I’m not sure what to do with diaversaries. They are neither “good” anniversaries or “bad.” They are significant, though how significant depends on my current relationship not just with the disease I live with, but with the event of diagnosis itself. Shock, trauma, grace, mindful, anger, unfair, numb, surreal, gratitude, destiny, compassion… these are all words I’ve used to describe my diagnosis and the emotional processing around it. My processing of it differs every day. But I do think of it every day. So that gives some weight to a diaversary, I guess.
This is my 4th, so diaversaries have almost become commonplace. It’s not the epic fundraising bash I threw on my first one, or even the slow-drip of melancholy of the other ones. I usher it with the visceral understanding of its significance, an experience which is far more in my senses than my head.
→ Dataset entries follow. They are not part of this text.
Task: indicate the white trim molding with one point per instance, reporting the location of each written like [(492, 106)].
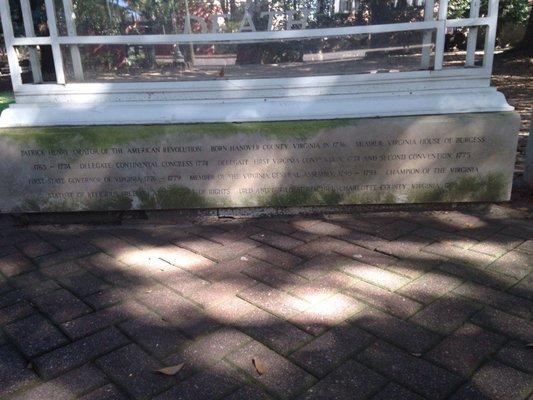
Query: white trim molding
[(434, 89)]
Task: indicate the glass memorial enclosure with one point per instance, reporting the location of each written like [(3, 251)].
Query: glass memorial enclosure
[(178, 104), (77, 62)]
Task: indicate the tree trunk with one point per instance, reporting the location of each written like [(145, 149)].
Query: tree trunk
[(527, 40)]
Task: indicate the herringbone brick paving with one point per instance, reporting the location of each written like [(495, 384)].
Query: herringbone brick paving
[(395, 305)]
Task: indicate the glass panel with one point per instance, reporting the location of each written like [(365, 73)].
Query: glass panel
[(355, 54), (455, 47), (133, 17), (44, 59), (38, 13)]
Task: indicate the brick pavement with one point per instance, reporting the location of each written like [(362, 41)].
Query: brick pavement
[(395, 305)]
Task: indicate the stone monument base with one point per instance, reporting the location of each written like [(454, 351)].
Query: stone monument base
[(415, 159)]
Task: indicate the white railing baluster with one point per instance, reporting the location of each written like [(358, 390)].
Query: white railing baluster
[(490, 35), (29, 31), (426, 41), (441, 34), (12, 57), (56, 48), (471, 43), (71, 30)]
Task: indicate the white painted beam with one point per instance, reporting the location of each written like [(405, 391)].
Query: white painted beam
[(56, 49), (12, 57), (71, 31), (29, 31)]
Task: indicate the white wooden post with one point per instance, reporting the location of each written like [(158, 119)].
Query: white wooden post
[(71, 31), (441, 34), (29, 31), (426, 41), (472, 35), (12, 58), (490, 35), (56, 49)]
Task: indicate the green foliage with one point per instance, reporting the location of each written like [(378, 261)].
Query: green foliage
[(6, 98), (512, 11)]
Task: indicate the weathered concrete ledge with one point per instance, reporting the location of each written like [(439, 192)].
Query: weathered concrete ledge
[(417, 159)]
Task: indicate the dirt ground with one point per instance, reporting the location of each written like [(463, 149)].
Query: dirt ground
[(513, 76)]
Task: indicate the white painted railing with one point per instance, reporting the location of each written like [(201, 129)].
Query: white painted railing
[(431, 89)]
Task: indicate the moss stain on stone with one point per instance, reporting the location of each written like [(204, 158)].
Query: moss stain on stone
[(492, 187), (53, 138)]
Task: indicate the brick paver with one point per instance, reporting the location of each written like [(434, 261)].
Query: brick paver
[(388, 305)]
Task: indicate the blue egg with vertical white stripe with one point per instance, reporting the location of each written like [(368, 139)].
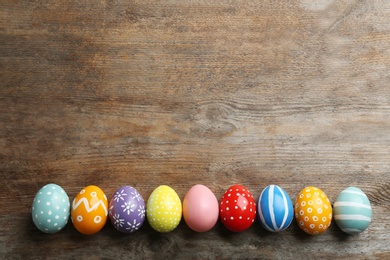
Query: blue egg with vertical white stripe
[(275, 209), (352, 211)]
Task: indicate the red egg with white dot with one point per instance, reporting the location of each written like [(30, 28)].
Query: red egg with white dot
[(237, 209)]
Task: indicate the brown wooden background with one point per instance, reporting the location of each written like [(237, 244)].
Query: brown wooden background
[(145, 93)]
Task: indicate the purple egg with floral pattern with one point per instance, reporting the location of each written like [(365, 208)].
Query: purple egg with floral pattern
[(127, 209)]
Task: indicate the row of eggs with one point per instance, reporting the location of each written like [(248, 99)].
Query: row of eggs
[(237, 209)]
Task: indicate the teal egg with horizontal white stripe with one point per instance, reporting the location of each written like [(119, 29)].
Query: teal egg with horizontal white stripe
[(275, 209), (352, 211)]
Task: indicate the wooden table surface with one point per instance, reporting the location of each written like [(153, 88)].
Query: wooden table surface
[(145, 93)]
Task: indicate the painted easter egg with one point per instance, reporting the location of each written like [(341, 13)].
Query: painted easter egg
[(313, 211), (127, 209), (164, 209), (200, 208), (89, 210), (275, 208), (352, 211), (50, 208), (237, 209)]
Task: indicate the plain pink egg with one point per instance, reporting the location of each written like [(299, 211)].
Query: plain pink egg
[(200, 208)]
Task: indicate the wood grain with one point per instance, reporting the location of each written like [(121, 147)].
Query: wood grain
[(145, 93)]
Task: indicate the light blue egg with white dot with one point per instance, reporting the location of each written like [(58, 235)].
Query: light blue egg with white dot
[(50, 208), (352, 211)]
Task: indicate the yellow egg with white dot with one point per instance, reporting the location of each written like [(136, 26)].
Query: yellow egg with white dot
[(164, 209)]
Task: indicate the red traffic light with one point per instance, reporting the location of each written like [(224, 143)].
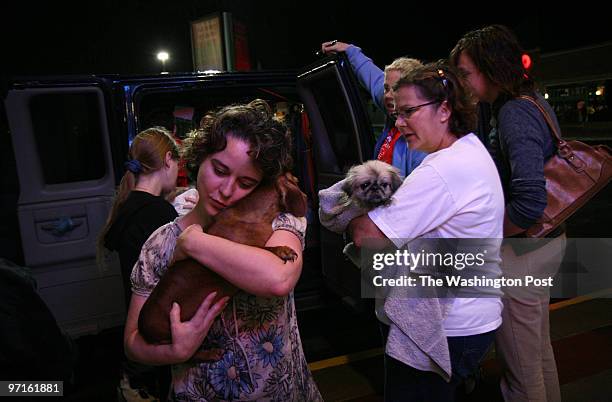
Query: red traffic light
[(526, 59)]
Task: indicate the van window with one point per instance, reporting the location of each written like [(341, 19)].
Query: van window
[(337, 119), (67, 129)]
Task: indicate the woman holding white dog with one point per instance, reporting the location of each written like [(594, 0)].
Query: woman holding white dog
[(454, 193)]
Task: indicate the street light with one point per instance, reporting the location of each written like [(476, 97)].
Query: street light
[(163, 56)]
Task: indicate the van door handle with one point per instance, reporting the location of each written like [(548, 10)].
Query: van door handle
[(61, 226)]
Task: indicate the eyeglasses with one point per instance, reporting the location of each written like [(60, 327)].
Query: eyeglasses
[(406, 113)]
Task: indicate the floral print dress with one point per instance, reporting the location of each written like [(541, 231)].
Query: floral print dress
[(263, 358)]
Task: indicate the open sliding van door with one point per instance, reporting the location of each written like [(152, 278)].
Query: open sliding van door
[(342, 137), (60, 135)]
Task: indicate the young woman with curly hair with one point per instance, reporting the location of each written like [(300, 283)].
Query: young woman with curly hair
[(237, 148)]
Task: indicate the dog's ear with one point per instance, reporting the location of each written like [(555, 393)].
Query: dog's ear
[(396, 179), (347, 186), (291, 198)]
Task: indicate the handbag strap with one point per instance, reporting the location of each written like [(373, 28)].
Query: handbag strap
[(561, 143)]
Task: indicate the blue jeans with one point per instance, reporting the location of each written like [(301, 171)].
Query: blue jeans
[(405, 383)]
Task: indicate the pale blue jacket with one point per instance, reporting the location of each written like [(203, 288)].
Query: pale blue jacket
[(372, 79)]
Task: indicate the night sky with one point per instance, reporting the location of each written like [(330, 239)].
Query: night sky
[(58, 37)]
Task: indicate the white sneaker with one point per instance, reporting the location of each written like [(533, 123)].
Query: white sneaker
[(125, 393)]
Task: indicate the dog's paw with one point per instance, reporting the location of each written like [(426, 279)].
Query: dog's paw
[(283, 252)]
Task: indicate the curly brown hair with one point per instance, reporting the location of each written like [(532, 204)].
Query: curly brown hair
[(496, 53), (440, 82), (253, 123)]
Last week a lot of feelings were coming up. The sense of loss, the grief about my diagnosis which only really began to surface in the past two years (formerly occupied by sense of *numb*). The spring rains. The playoffs. My own joyful exuberance and ecstatic love of the world these days, so reminiscent of my spring-fever of four years ago, which appeared to crash into a poll upon diagnosis. Tears would come up last week when I thought of the lilacs blooming soon. I remember that the only good cry I had after being discharged from the hospital four years ago, was telling my boyfriend-at-the-time that all I wanted was to go outside and smell the lilacs and begin to feel again.
My diabetes itself, like the anniversary of its diagnosis, is also in a sense commonplace, but also not. While diabetes is a part of me now, I still retain that sense of sweet innocence before a disease found its way into my identity. I mourn also how much diabetes dominated my identity for the first two years, understandably. And I quietly acknowledge that, while it’s somewhat become second-nature, it has not become easy. If anything, it’s gotten tougher, my resilience wearing thin from four years of constant work.
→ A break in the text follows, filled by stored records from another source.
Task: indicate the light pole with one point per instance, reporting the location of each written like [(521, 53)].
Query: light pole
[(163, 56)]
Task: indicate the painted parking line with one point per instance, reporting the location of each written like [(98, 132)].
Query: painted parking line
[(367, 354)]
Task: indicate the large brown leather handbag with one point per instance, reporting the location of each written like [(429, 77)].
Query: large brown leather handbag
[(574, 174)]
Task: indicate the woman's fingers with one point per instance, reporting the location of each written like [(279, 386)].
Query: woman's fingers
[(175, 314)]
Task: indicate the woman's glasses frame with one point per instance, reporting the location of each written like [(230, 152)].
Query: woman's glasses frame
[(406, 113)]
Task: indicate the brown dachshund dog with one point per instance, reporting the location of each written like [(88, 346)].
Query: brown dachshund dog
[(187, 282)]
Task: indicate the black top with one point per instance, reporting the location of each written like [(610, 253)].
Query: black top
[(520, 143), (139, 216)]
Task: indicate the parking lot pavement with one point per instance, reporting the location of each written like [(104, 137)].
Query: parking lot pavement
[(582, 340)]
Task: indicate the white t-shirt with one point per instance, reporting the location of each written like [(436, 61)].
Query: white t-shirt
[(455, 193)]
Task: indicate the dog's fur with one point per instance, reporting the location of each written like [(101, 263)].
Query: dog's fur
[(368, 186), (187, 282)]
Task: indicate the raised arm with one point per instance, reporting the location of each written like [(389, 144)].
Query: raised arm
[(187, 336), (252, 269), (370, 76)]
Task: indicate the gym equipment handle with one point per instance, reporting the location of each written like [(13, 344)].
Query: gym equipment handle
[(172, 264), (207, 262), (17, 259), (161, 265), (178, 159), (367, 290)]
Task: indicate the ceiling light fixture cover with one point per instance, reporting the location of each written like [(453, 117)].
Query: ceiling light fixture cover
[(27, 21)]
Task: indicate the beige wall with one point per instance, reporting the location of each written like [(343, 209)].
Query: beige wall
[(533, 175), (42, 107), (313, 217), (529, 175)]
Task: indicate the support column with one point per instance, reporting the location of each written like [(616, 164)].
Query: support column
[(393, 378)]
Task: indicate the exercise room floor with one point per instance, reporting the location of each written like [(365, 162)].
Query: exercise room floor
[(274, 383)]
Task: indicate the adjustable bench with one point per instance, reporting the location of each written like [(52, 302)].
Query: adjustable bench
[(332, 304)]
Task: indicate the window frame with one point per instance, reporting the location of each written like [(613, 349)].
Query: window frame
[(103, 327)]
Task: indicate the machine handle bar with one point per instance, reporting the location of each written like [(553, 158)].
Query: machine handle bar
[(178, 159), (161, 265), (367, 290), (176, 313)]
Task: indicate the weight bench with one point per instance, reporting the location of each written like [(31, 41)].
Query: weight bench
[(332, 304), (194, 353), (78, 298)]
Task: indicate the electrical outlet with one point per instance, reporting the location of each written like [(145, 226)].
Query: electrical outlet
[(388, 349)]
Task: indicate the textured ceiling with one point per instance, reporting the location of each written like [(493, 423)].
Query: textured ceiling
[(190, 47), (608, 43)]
Today marks that turning. I will take deep inhales of spring rains and blooming hyacinth to honour that identity now gone, and mark the passing of time, and the richness that comes from any lived experience, for its own sake. Because while diaversaries may be neither happy nor sad, they are significant.
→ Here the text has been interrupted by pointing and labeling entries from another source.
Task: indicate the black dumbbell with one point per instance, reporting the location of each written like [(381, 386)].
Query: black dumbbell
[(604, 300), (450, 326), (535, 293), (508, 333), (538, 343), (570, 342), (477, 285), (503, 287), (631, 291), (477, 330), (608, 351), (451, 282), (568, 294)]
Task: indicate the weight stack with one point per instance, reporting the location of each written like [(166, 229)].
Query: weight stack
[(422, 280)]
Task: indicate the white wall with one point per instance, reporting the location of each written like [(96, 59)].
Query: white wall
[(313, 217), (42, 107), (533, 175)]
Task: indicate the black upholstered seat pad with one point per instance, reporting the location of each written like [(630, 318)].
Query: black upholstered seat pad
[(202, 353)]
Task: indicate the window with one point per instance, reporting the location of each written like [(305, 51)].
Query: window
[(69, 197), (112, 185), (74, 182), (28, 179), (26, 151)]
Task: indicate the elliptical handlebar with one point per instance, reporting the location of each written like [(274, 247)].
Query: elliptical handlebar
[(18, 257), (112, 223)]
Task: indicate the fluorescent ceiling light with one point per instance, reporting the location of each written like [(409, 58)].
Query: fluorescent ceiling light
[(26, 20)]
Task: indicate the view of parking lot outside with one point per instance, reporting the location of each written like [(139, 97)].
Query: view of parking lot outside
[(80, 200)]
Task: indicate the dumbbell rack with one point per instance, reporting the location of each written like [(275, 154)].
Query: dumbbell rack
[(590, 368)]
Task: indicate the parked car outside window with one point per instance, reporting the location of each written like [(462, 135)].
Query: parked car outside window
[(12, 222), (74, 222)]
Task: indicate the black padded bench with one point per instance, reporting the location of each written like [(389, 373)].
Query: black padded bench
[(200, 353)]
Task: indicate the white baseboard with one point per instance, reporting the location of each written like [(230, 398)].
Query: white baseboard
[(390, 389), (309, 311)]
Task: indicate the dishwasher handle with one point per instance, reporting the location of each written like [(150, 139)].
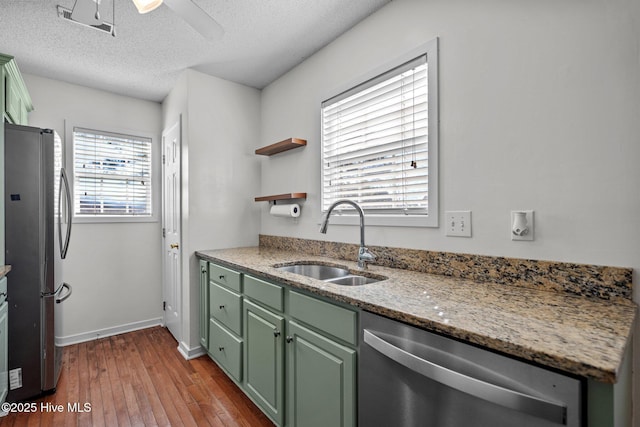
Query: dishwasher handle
[(532, 405)]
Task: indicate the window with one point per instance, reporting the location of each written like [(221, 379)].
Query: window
[(379, 144), (111, 174)]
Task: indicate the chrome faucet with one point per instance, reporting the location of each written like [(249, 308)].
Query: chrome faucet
[(364, 256)]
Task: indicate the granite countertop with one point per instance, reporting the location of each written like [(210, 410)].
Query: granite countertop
[(578, 335)]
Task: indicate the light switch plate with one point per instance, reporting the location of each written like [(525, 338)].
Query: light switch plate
[(458, 223)]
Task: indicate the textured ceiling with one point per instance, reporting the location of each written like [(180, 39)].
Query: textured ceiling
[(263, 39)]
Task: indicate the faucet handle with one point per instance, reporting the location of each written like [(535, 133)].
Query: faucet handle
[(364, 256)]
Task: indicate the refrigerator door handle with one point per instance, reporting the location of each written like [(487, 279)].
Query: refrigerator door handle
[(64, 181), (59, 298)]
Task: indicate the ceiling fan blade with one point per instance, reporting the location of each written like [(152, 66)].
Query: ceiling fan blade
[(84, 11), (197, 18)]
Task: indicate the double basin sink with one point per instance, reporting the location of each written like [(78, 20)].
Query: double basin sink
[(331, 274)]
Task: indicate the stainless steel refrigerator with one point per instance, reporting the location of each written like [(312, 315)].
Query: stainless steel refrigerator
[(37, 232)]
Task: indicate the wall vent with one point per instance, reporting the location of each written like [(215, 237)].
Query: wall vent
[(65, 13)]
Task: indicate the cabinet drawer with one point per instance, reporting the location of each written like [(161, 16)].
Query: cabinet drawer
[(226, 277), (226, 307), (264, 292), (337, 321), (226, 349)]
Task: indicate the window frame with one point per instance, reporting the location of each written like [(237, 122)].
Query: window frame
[(348, 217), (155, 171)]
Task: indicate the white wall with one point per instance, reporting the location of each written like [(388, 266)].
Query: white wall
[(539, 108), (220, 176), (114, 268)]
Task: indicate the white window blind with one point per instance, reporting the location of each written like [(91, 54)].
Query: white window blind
[(112, 174), (375, 143)]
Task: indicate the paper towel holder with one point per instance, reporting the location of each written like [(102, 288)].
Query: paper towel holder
[(276, 197)]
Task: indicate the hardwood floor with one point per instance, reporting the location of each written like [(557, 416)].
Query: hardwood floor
[(139, 379)]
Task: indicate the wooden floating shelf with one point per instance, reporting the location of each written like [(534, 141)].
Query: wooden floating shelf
[(279, 147), (286, 196)]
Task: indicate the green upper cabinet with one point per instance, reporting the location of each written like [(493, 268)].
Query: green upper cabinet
[(16, 101)]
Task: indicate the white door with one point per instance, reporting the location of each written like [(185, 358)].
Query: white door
[(171, 219)]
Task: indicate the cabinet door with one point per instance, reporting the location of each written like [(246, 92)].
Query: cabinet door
[(321, 380), (204, 305), (4, 372), (264, 361)]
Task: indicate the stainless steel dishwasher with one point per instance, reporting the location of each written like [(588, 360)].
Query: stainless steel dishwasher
[(410, 377)]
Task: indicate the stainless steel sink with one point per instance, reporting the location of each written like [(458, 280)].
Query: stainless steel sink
[(353, 280), (317, 271), (328, 273)]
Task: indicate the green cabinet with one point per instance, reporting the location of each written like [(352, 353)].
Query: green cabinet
[(226, 349), (321, 380), (4, 365), (204, 305), (224, 319), (292, 353), (264, 359), (16, 101)]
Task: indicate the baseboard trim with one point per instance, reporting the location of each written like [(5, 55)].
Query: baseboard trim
[(190, 353), (107, 332)]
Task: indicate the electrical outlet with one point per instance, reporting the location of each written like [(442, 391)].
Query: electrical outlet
[(522, 225), (458, 223)]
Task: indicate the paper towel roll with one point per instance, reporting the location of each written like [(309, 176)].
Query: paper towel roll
[(292, 210)]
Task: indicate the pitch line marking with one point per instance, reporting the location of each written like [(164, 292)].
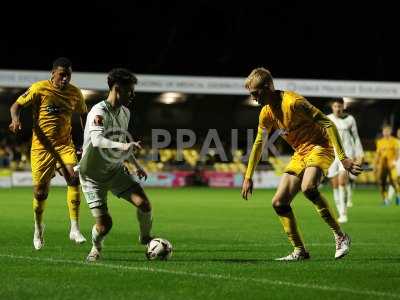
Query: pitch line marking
[(212, 276)]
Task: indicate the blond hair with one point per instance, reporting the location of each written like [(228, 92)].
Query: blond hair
[(258, 78)]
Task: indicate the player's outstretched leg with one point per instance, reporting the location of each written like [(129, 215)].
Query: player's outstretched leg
[(39, 204), (287, 189), (143, 214), (309, 187), (99, 231), (342, 205), (73, 199)]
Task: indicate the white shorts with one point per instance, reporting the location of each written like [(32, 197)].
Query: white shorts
[(335, 168), (121, 184)]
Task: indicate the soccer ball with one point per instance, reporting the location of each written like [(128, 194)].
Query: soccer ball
[(159, 249)]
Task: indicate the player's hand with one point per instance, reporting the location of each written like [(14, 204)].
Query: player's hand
[(351, 166), (141, 174), (247, 188), (360, 160), (133, 146), (15, 126)]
Three days ago, in the midst of a blissful warm late-night bike-ride home, I hit a bump, crashed, and fractured my left wrist. I won’t speak of the parallels (because I’m still letting them speak to me viscerally) of being in the ER, and slowing down a bit, and learning to do new tasks, and the way my general emotional *volume* dials way down when there are real-life physical challenges facing me. I do find, while navigating a new (albeit temporary) “normal” in my body, that my senses grow heightened, the world feels newly discoverable, and every task feels more present and mindful. Tonight, the Habs face off the Bruins in Game 7. Yesterday’s spring storm has turned everything green. Lilacs will no doubt be out soon.